Hey everyone, sorry for the long gap between posts, I have been super busy settling into school life, but more about that in Postcard #8. Furthermore I would like to apologize for the lack of photographs in this post, this is due to the fact that I didn’t want to disturb the camp by shoving a camera into everyone’s faces and secondly because I didn’t want to

#1 Orientation Camp

as the title may suggest, this post is going to be about the AFS Orientation Camp, which was held in Tokyo from August 19th to August 21st 2016. The guidebook we were given upon arrival stated that the main purpose of the arrival orientation camp is to reduce your anxiety and make you feel relaxed and rested as well as get you ready to live with your host family. In my personal opinion it was also great to begin to get over jet lag (we had a long flight behind us), and get to meet all of the other people going to Japan.

#2 Useful Information

At the camp, several very useful speeches were held, and I took some notes on some of the most useful information we were provided with. Firstly, and of course most importantly, there are the 3 golden AFS rules. NO driving, NO drugs (smoking, alcohol, illegal drugs, etc.) NO hitchhiking. The consequence of breaking these rules is very simple, you’ll be sent home immediately, this was drilled into us and it is very important to remember. There are also quite a few country specific travel rules, which are also important to follow.

A good phrase to remember is CARP: Communicate/Appreciate/Respect/(be) Positive. These are the essential skills to have to be able to have a successful year abroad.

One of my favourite talks of the camp was one held by Miss Anita Gesling, who was an AFS exchange student in 1983 and now teaches at a language school in Japan. She passed on three pieces of advice I would like to share with you today:

#1 Always say Thank You – say it often and always. There are a lot of people working behind the scenes to make your year abroad possible, and it is important to show your gratitude.

#2 Use your technology wisely – ok, this one might seem a bit odd since here I am, online, spending time online writing a blog, however, this is pretty much all I have use my laptop for so far (and managing all of the photos I have taken, camera’s are excluded here I think, take lots of pictures, but ask your host family when it is ok to take your camera with you, since you don’t want to disturb them by constantly pulling out your camera.) You don’t want to be physically in Japan (or anyplace else) but mentally still at home. Also, Wifi in Japan is very very good, so you really have to be careful. Finally, Post carefully, posting other peoples personal information is not a good thing to do, which is why I am being rather careful about what I say and why I blur all of the faces in my photos (like in the header).

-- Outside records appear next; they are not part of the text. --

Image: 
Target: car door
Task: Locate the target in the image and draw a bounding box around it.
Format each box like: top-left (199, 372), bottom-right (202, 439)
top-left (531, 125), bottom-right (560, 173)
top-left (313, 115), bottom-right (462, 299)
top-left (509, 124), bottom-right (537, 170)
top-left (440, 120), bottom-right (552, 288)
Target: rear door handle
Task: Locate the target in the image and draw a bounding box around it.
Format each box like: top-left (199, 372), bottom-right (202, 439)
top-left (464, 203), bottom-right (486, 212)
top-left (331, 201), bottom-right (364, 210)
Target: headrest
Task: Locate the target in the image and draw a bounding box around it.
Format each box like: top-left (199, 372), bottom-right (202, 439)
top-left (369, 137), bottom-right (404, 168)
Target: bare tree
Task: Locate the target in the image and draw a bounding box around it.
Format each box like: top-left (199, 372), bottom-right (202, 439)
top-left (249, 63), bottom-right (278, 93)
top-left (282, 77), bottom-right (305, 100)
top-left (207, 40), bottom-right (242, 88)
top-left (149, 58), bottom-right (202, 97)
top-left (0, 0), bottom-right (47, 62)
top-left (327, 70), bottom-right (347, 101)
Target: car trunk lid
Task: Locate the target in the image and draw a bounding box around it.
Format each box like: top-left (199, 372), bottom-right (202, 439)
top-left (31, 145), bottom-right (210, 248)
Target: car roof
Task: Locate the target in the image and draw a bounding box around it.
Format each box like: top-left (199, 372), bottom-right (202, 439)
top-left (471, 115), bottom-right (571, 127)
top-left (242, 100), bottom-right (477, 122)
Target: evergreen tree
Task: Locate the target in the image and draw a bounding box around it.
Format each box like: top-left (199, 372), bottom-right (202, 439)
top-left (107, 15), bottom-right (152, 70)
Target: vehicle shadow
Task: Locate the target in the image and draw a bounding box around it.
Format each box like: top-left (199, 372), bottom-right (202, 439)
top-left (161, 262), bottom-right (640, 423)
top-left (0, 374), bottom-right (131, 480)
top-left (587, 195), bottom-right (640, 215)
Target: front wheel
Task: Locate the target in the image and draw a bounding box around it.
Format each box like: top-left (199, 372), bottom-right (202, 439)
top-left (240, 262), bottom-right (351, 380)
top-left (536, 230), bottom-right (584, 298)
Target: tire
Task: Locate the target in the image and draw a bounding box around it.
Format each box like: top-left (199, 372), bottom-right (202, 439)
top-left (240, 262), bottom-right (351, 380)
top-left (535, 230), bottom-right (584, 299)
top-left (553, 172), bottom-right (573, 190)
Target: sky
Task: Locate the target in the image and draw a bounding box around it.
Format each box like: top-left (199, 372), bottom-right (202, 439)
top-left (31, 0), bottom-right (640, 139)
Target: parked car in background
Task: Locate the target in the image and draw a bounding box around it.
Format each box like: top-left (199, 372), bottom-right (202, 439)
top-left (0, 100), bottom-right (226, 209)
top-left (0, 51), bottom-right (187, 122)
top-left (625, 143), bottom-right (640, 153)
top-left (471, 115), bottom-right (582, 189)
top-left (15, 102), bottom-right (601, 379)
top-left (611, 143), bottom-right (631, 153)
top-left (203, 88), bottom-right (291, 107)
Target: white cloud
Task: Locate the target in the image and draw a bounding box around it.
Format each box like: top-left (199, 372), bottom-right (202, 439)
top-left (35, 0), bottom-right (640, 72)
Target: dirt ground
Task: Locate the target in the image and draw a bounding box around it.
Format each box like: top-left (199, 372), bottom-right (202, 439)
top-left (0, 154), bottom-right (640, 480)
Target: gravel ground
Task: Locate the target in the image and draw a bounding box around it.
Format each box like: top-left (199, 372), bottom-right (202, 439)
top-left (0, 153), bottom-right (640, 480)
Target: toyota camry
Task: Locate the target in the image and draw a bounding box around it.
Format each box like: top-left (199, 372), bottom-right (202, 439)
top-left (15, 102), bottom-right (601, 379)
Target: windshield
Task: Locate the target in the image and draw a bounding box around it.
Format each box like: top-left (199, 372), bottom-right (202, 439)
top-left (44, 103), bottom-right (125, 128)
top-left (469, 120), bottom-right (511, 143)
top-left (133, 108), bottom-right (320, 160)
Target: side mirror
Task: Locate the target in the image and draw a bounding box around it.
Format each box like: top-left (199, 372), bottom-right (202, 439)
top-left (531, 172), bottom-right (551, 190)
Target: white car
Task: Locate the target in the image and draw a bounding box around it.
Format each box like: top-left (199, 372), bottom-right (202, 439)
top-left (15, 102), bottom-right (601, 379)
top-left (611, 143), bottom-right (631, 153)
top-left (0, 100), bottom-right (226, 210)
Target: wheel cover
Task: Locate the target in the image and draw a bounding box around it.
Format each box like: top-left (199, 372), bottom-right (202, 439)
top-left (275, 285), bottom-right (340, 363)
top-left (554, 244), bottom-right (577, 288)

#3 The final piece of advice she gave us was to remember why we are here, is it because of the food? What makes you excited? Find this thing and persue it, since 11 months may seem a lot shorter than it actually is in hindsight.

#4 Bonus from the Q&A: If Japanese people don’t clearly say yes to something, it usually means no, what you are hearing might not be no, but what they mean often is.

#2 The Fun Stuff

I know I started of this post with a lot about speeches and lectures and stuffs, but the camp was actually a lot of fun, all of our group sessions with our group leaders (who were really kind and gave us lots of information) included lots of laughs. We played a lot of games and had a really cool talent show, which had a whopping 1 participant, a girl from Hungary who showed us how to do traditional dances. Afterwards our group leaders surprised us with a Soran Bushi dance, a traditional folk dance originating from fishers in Hokkaido. We also sang the AFS theme song Closer to you by Seiji Motoyama, which was a lot of fun.

#3 Food

The Orientation Camp was held at a very big Youth Center, so there were a lot of different people there resulting in the cafeteria offering a wide selection of different foods. I usually went with the Japanese style meals, but they also had Chinese food, curry meals and “western style” meals, which were all really nice according to the various different people. Japanese breakfast included trying out Natto, well, yeah, I tried Natto, and I probably wont try it again in the forseeable future. It’s not that the flavor was bad or anything, it is just that the smell and texture are very different from food I am used to eating.

#4 Meeting my Host Family

On the 21st in the morning, everybody was escorted to their train, plane or bus, mine being the bus. One of the group leaders took us to Shinjuku station, where she waited with us and made sure we got on the correct bus, which was very kind. She even wrote our destination out in Furigana so we could understand the announcements on the bus, since the Kanji on the train ticket were all very complicated. So finally, after several hours on the bus, I arrived at my destination, being the Nagano Prefecture, and was kindly greeted by my host family and LP.